Good growth is occurring in the vaccine business, despite the hurdles of public perceptions and public-health funding shortfalls
John Doyle
Quintiles
Ryan Million
Trinity
There is a perception that national vaccination programs, or even just individual vaccinations for, say, travelers going abroad, has been motoring along for decades, due to the near-universal acclaim that vaccination has had over the past century in eliminating human scourges like polio and measles. But along the way, it should be noted, a tiny but significant occurrence of adverse reactions had been taking place, leading to the establishment of the National Vaccine Injury Compensation Court (VICP) in 1988 (which has adjudicated a couple thousand claims out of the more than two billion vaccine treatments administered since then; compensation is funded by a surtax on vaccine sales).

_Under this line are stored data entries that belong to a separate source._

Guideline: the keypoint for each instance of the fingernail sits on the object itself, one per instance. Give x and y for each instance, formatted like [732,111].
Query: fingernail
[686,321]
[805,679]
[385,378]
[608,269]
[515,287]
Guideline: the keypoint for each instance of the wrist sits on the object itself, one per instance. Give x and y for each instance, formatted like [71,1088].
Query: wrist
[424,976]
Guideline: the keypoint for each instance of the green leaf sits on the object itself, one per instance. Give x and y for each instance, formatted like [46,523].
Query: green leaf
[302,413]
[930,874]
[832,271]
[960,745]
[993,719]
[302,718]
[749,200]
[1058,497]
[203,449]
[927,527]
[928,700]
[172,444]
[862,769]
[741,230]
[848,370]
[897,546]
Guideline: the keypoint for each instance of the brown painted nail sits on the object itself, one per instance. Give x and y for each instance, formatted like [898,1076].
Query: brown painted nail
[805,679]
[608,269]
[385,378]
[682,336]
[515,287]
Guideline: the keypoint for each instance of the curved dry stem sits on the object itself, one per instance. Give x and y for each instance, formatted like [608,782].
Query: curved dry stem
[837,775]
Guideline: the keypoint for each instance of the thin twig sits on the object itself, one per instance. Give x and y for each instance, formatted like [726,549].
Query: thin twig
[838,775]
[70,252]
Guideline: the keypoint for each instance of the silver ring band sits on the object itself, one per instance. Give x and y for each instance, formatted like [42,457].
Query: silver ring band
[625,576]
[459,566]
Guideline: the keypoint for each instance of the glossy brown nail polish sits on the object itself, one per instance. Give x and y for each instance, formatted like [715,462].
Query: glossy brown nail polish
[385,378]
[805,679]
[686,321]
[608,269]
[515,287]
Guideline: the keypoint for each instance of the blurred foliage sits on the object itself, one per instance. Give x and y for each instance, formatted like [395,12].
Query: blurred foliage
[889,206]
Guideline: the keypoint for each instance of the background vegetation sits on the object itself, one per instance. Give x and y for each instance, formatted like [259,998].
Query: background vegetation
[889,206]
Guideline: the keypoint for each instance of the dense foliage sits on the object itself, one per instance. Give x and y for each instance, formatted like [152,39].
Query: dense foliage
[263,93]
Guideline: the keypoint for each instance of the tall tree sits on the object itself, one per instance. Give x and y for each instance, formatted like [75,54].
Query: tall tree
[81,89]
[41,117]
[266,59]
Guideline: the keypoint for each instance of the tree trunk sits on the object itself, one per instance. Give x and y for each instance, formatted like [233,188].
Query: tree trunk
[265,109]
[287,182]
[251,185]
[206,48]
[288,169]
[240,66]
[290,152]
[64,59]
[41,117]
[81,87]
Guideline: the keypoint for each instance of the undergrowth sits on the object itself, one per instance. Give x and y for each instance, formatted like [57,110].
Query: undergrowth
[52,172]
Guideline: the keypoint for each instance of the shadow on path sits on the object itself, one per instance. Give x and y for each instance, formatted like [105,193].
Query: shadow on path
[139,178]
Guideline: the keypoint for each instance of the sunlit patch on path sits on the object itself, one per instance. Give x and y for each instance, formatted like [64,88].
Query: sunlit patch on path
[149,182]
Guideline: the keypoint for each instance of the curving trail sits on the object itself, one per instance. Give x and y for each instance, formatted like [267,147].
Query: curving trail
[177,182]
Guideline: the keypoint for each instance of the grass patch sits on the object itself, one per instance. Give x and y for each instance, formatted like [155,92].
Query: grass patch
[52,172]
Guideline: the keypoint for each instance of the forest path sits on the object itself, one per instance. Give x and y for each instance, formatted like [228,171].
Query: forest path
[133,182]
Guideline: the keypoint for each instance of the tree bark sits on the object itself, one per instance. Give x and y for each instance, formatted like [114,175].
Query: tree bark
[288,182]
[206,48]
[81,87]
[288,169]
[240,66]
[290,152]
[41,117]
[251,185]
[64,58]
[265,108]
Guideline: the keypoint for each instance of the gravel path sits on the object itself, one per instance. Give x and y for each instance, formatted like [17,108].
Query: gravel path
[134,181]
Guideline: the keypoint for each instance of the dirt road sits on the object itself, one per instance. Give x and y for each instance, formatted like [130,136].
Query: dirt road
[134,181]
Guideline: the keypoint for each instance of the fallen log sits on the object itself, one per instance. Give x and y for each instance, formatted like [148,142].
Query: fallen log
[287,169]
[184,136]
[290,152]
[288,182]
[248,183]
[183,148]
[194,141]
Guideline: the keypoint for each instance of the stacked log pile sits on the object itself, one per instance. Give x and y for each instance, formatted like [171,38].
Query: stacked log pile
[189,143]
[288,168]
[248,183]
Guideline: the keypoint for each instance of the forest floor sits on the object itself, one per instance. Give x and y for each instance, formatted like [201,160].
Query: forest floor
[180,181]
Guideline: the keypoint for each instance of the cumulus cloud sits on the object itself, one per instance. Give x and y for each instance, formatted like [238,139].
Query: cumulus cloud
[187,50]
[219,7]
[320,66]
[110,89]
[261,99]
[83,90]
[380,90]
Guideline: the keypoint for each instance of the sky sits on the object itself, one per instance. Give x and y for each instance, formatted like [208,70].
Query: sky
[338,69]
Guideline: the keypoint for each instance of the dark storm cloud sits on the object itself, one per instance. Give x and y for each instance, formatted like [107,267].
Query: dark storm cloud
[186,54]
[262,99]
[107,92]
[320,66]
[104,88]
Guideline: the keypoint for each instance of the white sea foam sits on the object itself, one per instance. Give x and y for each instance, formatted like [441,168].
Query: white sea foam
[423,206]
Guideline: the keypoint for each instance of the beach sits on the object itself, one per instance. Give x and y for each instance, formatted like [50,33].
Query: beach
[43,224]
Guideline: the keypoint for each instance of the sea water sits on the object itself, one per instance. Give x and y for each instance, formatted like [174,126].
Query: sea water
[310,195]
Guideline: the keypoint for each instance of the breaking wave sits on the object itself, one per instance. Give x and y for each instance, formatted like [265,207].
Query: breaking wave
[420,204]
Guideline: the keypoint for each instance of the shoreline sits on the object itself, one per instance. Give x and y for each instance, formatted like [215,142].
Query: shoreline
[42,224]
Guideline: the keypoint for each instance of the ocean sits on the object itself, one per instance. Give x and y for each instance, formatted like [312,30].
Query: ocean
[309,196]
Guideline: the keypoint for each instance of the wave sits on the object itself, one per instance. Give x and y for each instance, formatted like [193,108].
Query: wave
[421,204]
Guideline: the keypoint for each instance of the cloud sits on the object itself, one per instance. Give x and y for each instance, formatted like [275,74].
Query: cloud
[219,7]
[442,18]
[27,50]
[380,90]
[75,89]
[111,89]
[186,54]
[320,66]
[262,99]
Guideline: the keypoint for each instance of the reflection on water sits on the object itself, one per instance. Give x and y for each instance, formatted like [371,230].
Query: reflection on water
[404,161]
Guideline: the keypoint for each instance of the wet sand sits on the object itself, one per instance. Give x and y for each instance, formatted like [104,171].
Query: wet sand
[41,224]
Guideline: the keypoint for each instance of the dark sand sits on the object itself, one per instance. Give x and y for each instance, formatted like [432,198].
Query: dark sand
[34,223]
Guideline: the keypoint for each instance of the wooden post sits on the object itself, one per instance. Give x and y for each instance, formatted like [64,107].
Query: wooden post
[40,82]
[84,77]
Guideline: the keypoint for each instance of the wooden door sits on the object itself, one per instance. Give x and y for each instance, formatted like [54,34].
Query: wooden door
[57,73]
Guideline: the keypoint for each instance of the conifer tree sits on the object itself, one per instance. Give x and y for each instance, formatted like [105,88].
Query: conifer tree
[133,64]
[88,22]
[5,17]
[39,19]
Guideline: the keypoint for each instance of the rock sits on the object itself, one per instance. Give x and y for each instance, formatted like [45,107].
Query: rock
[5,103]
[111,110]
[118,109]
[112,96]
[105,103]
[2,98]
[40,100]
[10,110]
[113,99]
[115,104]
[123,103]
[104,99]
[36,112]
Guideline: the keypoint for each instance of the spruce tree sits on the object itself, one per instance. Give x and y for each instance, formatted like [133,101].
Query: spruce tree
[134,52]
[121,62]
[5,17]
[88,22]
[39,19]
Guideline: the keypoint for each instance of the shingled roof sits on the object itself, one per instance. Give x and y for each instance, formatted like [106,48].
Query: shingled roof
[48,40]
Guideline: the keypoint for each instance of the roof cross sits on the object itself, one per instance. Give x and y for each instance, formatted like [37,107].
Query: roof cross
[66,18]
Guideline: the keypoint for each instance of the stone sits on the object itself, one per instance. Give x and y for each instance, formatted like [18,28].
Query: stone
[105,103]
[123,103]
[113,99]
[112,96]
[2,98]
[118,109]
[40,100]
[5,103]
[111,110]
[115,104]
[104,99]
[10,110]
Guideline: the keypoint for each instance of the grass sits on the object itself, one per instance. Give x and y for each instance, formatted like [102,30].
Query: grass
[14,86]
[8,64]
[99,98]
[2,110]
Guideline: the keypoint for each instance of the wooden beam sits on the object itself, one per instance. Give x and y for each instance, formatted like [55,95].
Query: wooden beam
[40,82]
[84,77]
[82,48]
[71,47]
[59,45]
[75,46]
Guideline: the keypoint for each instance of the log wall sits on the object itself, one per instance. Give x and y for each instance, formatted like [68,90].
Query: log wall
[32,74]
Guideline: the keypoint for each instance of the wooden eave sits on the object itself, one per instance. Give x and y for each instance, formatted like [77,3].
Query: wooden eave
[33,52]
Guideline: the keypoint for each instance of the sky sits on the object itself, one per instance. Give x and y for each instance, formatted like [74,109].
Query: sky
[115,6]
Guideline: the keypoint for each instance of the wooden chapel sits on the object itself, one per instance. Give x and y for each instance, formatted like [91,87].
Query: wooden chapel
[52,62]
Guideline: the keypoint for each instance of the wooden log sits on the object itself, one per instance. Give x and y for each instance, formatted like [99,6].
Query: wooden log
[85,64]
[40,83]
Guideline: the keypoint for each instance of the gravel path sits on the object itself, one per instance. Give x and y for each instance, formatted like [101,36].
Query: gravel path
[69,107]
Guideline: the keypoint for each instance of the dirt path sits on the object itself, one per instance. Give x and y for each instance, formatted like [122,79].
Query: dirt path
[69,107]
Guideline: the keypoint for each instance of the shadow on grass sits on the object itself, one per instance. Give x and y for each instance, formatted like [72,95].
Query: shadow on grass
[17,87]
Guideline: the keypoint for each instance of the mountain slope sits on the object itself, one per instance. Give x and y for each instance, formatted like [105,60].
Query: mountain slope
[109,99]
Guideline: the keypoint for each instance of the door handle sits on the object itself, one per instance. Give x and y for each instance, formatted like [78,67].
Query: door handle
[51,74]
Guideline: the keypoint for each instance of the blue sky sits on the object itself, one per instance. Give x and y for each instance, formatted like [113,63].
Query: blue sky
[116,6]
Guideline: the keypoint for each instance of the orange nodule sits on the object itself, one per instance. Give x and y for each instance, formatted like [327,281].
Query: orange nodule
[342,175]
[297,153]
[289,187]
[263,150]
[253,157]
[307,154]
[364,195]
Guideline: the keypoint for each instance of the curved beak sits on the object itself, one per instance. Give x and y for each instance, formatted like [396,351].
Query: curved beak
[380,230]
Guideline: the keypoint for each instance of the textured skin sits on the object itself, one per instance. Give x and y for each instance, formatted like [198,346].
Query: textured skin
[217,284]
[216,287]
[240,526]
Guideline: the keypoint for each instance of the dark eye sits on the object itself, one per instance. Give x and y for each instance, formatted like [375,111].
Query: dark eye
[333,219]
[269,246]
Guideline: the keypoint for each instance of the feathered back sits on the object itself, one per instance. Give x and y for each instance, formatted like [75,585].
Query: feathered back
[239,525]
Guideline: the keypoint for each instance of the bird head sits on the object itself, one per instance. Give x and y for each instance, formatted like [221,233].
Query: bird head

Then came the now-thoroughly discredited study claiming a connection between childhood vaccines and autism, and things haven’t been quite the same since. While that study, originating in the UK in 1998, was partially and then fully retracted, and despite dozens of resulting studies that found no such connection, it led to the growth of an “anti-vaxx” community (see box) that fights against requirements for childhood vaccines. And that, in turn, creates turmoil as each of several important, new vaccines enter the market, for both children and adults. Exhibit 1 for this trend is the vaccines for human papilloma virus (HPV), which is linked to cervical cancer, but which has had a bumpy introduction in the healthcare field since Merck brought Gardasil out in 2006.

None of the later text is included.